2015–16 Croatian Football Cup

Tournament details
- Country: Croatia
- Teams: 48

Final positions
- Champions: Dinamo Zagreb
- Runners-up: Slaven Belupo

Tournament statistics
- Matches played: 47
- Goals scored: 170 (3.62 per match)
- Top goal scorer: Marin Tomasov (5)

= 2015–16 Croatian Football Cup =

The 2015–16 Croatian Football Cup was the twenty-fifth season of Croatia's football knockout competition. The defending champions were Dinamo Zagreb, having won their thirteenth title the previous year by defeating RNK Split in the final.

==Calendar==

| Round | Date(s) | Number of fixtures | Clubs | New entries this round | Goals / games |
|---|---|---|---|---|---|
| Preliminary round | 26 August 2015 | 16 | 32 → 16 | 32 | 62 / 16 |
| First round | 23 September 2015 | 16 | 32 → 16 | 16 | 64 / 14 |
| Second round | 28 October 2015 | 8 | 16 → 8 | none | 24 / 8 |
| Quarter-finals | 2 December 2015 | 4 | 8 → 4 | none | 7 / 4 |
| Semi-finals | 16 March & 6 April 2016 | 4 | 4 → 2 | none | 12 / 4 |
| Final | 10 May 2016 | 1 | 2 → 1 | none | 3 / 1 |

Source:

==Preliminary round==
The draw for the preliminary round was held on 4 August 2015 at 10:00 in Zagreb. The matches were played on 26 August 2015.

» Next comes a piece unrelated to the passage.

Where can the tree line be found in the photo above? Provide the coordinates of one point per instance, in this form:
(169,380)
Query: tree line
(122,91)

| Tie no | Home team | Score | Away team |
|---|---|---|---|
| 1 | Koprivnica | 0−2 | HAŠK |
| 2 | Oštrc Zlatar | 1−0 | Mosor |
| 3 | Duga Resa 1929 | 2−2 (5–3 p) | Slavonija Požega |
| 4 | Bistra | 1−5 | Lekenik |
| 5 | Segesta | 0−1 | Mladost Ždralovi |
| 6 | Croatia Grabrovnica | 4−0 | Sloga Čakovec |
| 7 | Suhopolje | 0−2 | Tehničar 1974 |
| 8^{*} | Zagora Unešić | 2−3 | Gorica |
| 9 | Vuteks Sloga | 1−2 | Funtana |
| 10 | Omladinac Gornja Vrba | 6−1 | Sloga Novi Mikanovci |
| 11 | Nedelišće | 3−3 (3–5 p) | Sloga Nova Gradiška |
| 12 | BŠK Zmaj | 4−1 (aet) | Đakovo Croatia |
| 13 | Opatija | 5−1 | Polet Cestica |
| 14 | Bednja | 0−0 (5–3 p) | Primorac Biograd |
| 15 | Nehaj Senj | 3−2 | BSK Bijelo Brdo |
| 16^{*} | Jadran Poreč | 4–1 | ZET |

- Matches played on 25 August.

==First round==
First round consisted of 16 single-legged matches, with 16 winners from the preliminary round joined by 16 clubs with the highest cup coefficients. The matches were played on 23 September 2015.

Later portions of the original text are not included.